In ihrem 85. Lebensjahr mußte die Deutsche Esso AG ihr schlechtestes Ergebnis präsentieren. An jeder Tonne Mineralöl verlor sie rund 20 Mark. Der Verlust im Ölgeschäft summierte sich auf 376 Millionen Mark. Daß sie im Gesamtergebnis die Verlustrampe mit einem mageren Gewinn von 29 Millionen Mark, nach 371 Millionen im vergangenen Geschäftsjahr, noch überspringen konnte, verdankt sie insbesondere ihrer 50prozentigen Beteiligung an dem Öl- und Gasproduzenten Brigitta und Elwerath, deren andere Hälfte bei der Deutschen Shell liegt.

Deutsche Shell: Besorgniserregend

„Das war wirklich besorgniserregend“, gestand Unternehmenschef Johannes C. Welbergen. Erstmals seit 1966 mußte die Deutsche Shell einen Verlust hinnehmen.

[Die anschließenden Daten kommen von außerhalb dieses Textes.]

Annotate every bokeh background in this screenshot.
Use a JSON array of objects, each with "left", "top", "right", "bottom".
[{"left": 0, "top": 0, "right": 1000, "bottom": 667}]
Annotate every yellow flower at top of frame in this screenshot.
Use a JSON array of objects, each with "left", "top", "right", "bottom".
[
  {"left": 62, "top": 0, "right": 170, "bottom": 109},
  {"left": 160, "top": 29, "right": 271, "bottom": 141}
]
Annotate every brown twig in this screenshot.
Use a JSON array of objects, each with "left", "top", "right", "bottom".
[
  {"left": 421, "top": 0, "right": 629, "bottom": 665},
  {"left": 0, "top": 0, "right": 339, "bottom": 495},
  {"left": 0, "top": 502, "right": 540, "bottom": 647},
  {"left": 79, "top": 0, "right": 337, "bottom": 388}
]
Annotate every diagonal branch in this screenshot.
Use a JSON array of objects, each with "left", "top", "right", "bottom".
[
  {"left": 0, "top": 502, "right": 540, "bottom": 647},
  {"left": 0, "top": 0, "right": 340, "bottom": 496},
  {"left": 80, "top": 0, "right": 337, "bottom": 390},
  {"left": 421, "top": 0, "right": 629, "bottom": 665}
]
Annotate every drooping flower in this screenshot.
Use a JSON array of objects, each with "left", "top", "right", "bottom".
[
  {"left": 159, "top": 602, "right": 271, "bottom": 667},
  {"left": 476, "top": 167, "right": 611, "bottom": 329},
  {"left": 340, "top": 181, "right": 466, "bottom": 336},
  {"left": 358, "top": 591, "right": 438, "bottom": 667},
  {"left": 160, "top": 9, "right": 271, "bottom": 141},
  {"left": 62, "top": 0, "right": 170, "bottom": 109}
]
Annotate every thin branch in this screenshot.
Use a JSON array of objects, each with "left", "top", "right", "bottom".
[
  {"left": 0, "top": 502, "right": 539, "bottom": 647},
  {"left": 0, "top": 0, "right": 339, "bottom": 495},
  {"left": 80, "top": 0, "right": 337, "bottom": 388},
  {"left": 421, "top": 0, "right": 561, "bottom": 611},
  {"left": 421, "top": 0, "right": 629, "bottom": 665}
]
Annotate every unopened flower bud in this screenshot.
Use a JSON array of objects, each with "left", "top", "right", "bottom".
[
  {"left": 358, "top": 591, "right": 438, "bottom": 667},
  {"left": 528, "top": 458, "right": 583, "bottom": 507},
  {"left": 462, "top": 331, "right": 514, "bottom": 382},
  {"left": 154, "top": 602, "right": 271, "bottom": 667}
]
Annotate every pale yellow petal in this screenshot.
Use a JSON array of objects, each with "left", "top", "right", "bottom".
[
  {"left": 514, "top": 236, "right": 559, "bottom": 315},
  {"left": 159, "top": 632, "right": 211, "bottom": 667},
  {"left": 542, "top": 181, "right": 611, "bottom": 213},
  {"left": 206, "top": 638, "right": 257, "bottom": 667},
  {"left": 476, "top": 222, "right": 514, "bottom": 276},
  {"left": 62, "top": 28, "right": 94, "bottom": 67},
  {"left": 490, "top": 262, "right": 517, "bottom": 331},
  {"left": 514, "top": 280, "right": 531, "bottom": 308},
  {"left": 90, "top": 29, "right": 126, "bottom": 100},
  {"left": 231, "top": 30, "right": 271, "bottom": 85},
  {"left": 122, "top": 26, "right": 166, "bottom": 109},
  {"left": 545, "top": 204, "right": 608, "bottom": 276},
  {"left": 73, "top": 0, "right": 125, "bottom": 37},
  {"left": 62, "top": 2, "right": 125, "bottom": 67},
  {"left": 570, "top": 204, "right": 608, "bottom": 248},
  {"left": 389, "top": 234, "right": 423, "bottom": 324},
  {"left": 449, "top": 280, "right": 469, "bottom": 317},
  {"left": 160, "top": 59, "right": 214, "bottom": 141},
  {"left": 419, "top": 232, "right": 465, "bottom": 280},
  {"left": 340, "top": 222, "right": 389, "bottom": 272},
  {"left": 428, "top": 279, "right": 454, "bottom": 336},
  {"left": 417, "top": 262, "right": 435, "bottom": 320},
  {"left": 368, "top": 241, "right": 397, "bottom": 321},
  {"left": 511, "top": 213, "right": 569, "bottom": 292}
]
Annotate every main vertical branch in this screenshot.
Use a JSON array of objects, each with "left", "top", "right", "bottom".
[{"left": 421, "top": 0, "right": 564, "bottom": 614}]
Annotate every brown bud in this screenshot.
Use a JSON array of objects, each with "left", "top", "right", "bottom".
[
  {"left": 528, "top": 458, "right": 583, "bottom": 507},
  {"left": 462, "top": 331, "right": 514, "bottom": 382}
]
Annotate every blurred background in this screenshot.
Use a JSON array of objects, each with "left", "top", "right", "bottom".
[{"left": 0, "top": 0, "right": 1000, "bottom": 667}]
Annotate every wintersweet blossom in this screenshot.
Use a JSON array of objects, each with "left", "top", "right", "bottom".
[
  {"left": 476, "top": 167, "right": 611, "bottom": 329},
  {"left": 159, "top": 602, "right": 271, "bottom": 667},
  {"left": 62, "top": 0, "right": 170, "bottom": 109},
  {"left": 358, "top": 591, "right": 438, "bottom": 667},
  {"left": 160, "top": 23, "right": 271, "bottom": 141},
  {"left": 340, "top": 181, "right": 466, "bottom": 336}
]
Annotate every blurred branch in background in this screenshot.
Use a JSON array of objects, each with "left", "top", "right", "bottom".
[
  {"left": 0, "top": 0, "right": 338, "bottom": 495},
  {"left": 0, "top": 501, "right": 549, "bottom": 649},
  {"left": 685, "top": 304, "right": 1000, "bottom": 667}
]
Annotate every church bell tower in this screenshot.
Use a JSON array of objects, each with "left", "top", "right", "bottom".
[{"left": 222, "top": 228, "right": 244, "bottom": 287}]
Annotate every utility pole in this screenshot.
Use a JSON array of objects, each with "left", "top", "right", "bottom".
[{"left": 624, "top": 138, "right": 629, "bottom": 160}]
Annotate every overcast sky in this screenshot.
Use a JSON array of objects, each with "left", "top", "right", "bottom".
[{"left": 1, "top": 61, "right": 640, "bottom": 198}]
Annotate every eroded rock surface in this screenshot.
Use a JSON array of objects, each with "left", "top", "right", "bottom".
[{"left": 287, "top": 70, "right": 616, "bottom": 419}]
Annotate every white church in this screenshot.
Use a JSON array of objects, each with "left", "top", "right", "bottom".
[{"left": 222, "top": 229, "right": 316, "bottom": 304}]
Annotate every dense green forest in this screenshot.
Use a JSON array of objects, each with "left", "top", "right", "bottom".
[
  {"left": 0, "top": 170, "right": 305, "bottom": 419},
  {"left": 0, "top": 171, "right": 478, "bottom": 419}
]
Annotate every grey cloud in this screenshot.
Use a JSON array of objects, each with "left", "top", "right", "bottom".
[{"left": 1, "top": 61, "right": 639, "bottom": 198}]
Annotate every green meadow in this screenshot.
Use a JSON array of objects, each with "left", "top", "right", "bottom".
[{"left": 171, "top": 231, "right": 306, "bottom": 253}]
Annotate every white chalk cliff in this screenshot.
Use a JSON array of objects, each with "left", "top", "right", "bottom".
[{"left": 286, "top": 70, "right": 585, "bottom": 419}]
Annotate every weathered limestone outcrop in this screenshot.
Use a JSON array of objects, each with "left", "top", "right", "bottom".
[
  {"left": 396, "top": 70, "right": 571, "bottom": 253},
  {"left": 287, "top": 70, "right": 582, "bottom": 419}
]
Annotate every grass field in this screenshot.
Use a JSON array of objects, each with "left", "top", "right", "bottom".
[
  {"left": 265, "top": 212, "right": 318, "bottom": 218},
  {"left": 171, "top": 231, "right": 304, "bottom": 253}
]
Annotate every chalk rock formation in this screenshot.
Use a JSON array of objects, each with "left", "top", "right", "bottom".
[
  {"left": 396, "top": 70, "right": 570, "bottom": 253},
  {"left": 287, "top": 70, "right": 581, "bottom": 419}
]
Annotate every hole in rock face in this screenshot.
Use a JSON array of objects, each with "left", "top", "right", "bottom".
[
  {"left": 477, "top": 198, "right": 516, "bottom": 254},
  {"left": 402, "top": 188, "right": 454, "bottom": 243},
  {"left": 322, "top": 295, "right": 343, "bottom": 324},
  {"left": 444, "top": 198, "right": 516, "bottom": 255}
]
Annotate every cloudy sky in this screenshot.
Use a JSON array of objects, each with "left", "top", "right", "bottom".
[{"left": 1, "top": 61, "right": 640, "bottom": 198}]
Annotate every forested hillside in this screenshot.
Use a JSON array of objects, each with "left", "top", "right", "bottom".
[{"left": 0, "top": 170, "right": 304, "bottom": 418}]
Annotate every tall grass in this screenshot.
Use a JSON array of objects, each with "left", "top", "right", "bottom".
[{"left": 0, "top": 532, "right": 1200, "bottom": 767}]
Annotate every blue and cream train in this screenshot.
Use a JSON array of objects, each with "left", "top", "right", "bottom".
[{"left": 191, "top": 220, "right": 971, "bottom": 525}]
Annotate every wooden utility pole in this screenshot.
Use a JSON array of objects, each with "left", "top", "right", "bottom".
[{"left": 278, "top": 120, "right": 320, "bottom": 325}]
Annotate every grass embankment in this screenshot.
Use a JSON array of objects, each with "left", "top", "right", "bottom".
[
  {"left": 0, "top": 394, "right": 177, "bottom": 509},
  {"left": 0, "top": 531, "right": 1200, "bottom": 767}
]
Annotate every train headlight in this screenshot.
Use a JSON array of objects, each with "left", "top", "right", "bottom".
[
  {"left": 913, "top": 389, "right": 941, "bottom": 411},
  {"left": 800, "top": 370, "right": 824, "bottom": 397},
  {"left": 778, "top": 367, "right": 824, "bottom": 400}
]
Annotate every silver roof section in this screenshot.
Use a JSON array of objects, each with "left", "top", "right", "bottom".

Er konnte nur durch Auflösung von Rücklagen ausgeglichen werden, so daß unterm Strich ein Bilanzgewinn von 100,1 Millionen Mark, nach 156,1 Millionen im Vorjahr, verbleibt. Pro Tonne belief sich der Verlust auf zehn Mark. Allerdings scheint das schwere Jahr jetzt zu Ende zu gehen. Welbergen hofft, für dieses Jahr mit attraktiveren Zahlen aufwarten zu können. In allen Sparten verlaufe es „bedeutend günstiger“ als 1975. Wie sein Vorstandskollege Oehme von der Esso glaubt auch Welbergen, daß der Verbraucher das ganze Ausmaß der gestiegenen Rohölpreise noch nicht zu spüren bekam.

Daimler: Glänzendes Jahr

Es wundert nun eigentlich schon niemanden mehr: Auch in schwierigen Auto-Jahren zeigt das Bilanz-Bild von Daimler-Benz keinerlei Kratzspuren. So war es 1974, so war es wieder 1975. Trotz eines mächtigen Umsatzsprungs von 17 auf 21 Milliarden Mark (Welt-Konzern) blieb die ausgewiesene Umsatzrendite des mittlerweile größten europäischen Auto-Herstellers mit 1,8 (1974: 1,9) Prozent fast gleich. Doch das ist nur die Oberfläche. Der Jahresüberschuß von 310 Millionen Mark hätte noch um 230 Millionen stattlicher ausfallen können, hätten nicht Daimlers Finanzstrategen inflationäre „Scheingewinne“ (entstehend durch das Verbot der Abschreibung zu Wiederbeschaffungskosten) in dieser Höhe ausgemacht und sie, statt sie unterm Strich auszuweisen, in Aufwands- und Rückstellungspositionen untergebracht. Anders ausgedrückt: Würde Daimler diese Gewinne ausschütten, wäre eine Dividende von 35 Prozent möglich. So sind’s siebzehn.